Only one thing ever disturbs the vast, orderly system. The bony fingers
of Death will persist in getting into the cogs of the machine.

The front is divided, according to military exigencies, into a number of
roughly equal lengths called secteurs. Each secteur is an administrative
unit with its own government and its own system adapted to the local
situation. The heart of this unit is the railroad station at which the
supplies arrive for the shell zone; in a normal secteur, one military
train arrives every day bringing the needed supplies, and one hospital
train departs, carrying the sick and wounded to the hospitals. The
station at the front is always a scene of considerable activity,
especially when the train arrives; there are pictures of old poilus in
red trousers pitching out yellow hay for the horses, commissary officers
getting their rations, and artilleurs stacking shells.

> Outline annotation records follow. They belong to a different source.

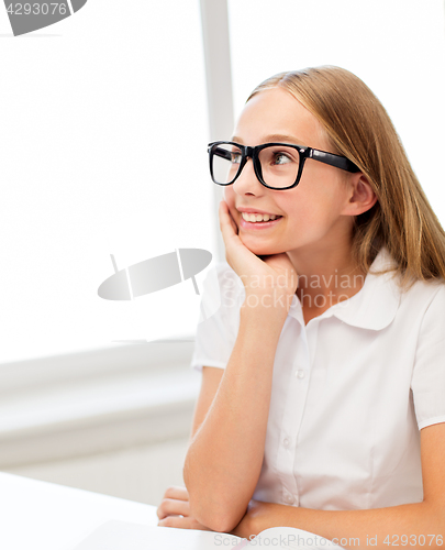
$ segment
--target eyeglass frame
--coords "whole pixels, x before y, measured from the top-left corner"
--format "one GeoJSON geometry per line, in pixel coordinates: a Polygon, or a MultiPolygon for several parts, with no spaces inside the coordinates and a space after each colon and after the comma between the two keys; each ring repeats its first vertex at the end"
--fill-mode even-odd
{"type": "MultiPolygon", "coordinates": [[[[304,168],[304,163],[307,158],[313,158],[314,161],[319,161],[320,163],[323,164],[329,164],[330,166],[334,166],[336,168],[341,168],[346,172],[351,173],[357,173],[360,172],[358,166],[354,164],[349,158],[346,156],[341,156],[341,155],[335,155],[334,153],[327,153],[327,151],[321,151],[319,148],[313,148],[313,147],[307,147],[304,145],[296,145],[294,143],[263,143],[262,145],[256,145],[255,147],[251,147],[249,145],[241,145],[240,143],[235,143],[232,141],[214,141],[209,143],[208,145],[208,153],[209,153],[209,164],[210,164],[210,175],[212,177],[212,180],[216,185],[232,185],[235,183],[235,180],[238,178],[241,173],[243,172],[244,166],[247,163],[247,158],[252,158],[252,162],[254,164],[254,170],[255,175],[258,178],[259,183],[267,187],[268,189],[274,189],[276,191],[283,191],[286,189],[292,189],[293,187],[297,187],[297,185],[300,183],[301,175],[303,173],[304,168]],[[226,145],[236,145],[241,150],[241,162],[240,162],[240,167],[236,172],[235,177],[232,179],[232,182],[229,182],[226,184],[220,184],[214,179],[213,176],[213,165],[212,165],[212,160],[214,156],[214,148],[216,145],[221,145],[222,143],[226,145]],[[288,187],[270,187],[269,185],[266,184],[266,182],[263,179],[263,172],[262,172],[262,163],[259,161],[258,153],[263,151],[266,147],[270,146],[285,146],[285,147],[292,147],[297,150],[299,157],[300,157],[300,163],[298,167],[298,173],[297,173],[297,178],[294,183],[288,187]]],[[[229,152],[227,152],[229,153],[229,152]]],[[[218,155],[222,156],[222,155],[218,155]]]]}

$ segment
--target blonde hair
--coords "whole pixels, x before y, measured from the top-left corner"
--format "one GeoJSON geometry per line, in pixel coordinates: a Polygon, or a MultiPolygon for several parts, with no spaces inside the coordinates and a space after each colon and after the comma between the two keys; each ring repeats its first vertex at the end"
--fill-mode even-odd
{"type": "Polygon", "coordinates": [[[386,245],[402,287],[445,279],[445,232],[437,220],[383,106],[355,75],[333,66],[280,73],[251,94],[280,87],[325,129],[333,153],[367,177],[378,201],[355,217],[353,254],[365,273],[386,245]]]}

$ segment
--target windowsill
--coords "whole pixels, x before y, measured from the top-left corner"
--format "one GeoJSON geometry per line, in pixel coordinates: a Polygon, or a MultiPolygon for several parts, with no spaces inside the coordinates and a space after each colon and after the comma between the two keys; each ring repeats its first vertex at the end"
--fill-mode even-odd
{"type": "Polygon", "coordinates": [[[0,369],[0,468],[187,437],[193,341],[113,343],[0,369]]]}

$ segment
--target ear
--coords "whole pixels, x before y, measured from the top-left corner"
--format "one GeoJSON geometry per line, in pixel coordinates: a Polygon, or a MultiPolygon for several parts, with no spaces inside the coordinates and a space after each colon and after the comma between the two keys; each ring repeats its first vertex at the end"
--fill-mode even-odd
{"type": "Polygon", "coordinates": [[[377,195],[368,178],[361,172],[352,174],[349,182],[348,202],[345,205],[343,215],[358,216],[366,212],[377,202],[377,195]]]}

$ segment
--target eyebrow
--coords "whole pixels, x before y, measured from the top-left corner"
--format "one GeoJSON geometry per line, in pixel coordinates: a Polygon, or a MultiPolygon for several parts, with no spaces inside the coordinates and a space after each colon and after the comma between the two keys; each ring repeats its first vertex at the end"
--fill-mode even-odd
{"type": "MultiPolygon", "coordinates": [[[[237,135],[233,135],[231,141],[237,142],[241,145],[244,145],[243,140],[238,138],[237,135]]],[[[264,143],[274,143],[274,142],[281,142],[281,143],[291,143],[293,145],[302,145],[307,146],[304,143],[304,140],[300,140],[299,138],[296,138],[294,135],[285,135],[285,134],[270,134],[266,135],[263,140],[264,143]]]]}

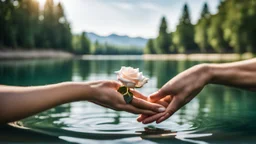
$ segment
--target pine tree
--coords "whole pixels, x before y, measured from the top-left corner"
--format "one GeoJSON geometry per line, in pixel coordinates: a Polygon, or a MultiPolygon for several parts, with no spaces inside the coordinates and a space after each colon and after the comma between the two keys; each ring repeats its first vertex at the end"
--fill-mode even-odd
{"type": "Polygon", "coordinates": [[[53,0],[46,0],[44,5],[44,20],[42,24],[41,34],[43,35],[43,47],[45,48],[56,48],[57,47],[57,37],[56,34],[56,20],[54,13],[54,3],[53,0]]]}
{"type": "Polygon", "coordinates": [[[205,3],[201,12],[201,18],[195,26],[195,42],[203,53],[211,51],[207,35],[210,25],[210,16],[208,5],[205,3]]]}
{"type": "Polygon", "coordinates": [[[90,53],[90,41],[86,37],[85,32],[83,32],[81,34],[80,42],[81,42],[81,52],[82,52],[82,54],[89,54],[90,53]]]}
{"type": "Polygon", "coordinates": [[[187,4],[183,7],[183,13],[176,32],[173,35],[173,42],[179,53],[198,52],[194,42],[194,27],[190,21],[190,15],[187,4]]]}
{"type": "Polygon", "coordinates": [[[167,54],[169,53],[169,47],[171,45],[171,38],[167,32],[167,22],[165,17],[162,17],[159,34],[156,39],[157,47],[155,49],[158,54],[167,54]]]}
{"type": "Polygon", "coordinates": [[[59,49],[71,50],[72,49],[72,34],[69,23],[65,17],[61,3],[56,7],[56,20],[58,20],[56,31],[58,32],[57,47],[59,49]]]}
{"type": "Polygon", "coordinates": [[[147,45],[144,49],[145,54],[155,54],[154,41],[153,39],[149,39],[147,45]]]}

The train not being able to continue into the shell zone, the supplies
are carried to the distributing station at the trenches in a convoy of
wagons, called the ravitaillement. Every single night, somewhere along
the road, each side tries to smash up the other's ravitaillement. To
avoid this, the ravitaillement wagons start at different hours after
dark, now at dusk, now at midnight. Sometimes, close by the trenches on
a clear, still night, the plashing and creaking of the enemy's wagons
can be heard through the massacred trees. I remember being shelled along
one bleak stretch of moorland road just after a drenching December rain.